Data backup thread

Stadtaffe

Woodpecker
Orthodox
Gold Member
About a week ago I did something I've been meaning to do for a while - synced my whole linux user folder to an encrypted usb hard drive in a clean way. I don't bother with the system partition as all that stuff is replaceable, but what is now backed up is very valuable and it could avert disaster having it there now. This is also relevant as many of us don't want to use Google or any other clouds.

I thought a thread here might help us encourage and inspire each other to back up as it is easy to put off. Certainly the mechanical hard drives are capable of mechanical failure, not sure if the SSD's can suffer a similar fate, but there's always the possibility of theft or loss and in linux, you can accidentally just type in the wrong command and it's all gone.

When I do a --dry-run and the first sync will post the experience of that.

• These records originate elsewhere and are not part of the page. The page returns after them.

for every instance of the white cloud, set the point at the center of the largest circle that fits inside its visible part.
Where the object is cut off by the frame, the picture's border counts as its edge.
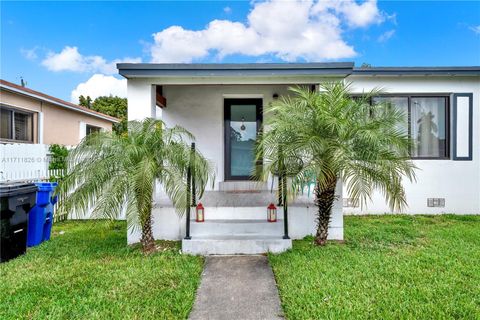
(30, 54)
(290, 30)
(386, 35)
(70, 59)
(100, 85)
(475, 29)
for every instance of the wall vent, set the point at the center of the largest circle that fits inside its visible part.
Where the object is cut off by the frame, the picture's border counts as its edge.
(350, 203)
(436, 202)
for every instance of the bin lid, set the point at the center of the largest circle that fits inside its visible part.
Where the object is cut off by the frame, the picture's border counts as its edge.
(8, 189)
(46, 186)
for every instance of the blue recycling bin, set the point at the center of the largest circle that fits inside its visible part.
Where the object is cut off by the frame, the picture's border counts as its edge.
(40, 218)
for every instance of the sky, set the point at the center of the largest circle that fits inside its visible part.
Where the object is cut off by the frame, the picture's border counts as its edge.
(70, 48)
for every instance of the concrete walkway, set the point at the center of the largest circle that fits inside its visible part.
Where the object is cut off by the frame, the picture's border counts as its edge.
(237, 287)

About 6 months ago I accidentally deleted a file. Realised immediately, and was able to recover it with a special command, although it took a while. Same thing happened a few weeks ago, but didn't realise for a while and it was gone for good. So that was the inspiration to get on with this neglected but important task.

So I was going past an electronics store and called in to get an additional drive. There was a choice between 1, 2, 3, 5 or 7 TB. My user partition is 400MB but I decided to go with 2TB so there is a bit spare for things like the monero blockchain and who knows what else. It was about €70. The larger sizes were also physically fatter, as well as more expensive. I imagine they are for people who like to keep a collection of full length movies.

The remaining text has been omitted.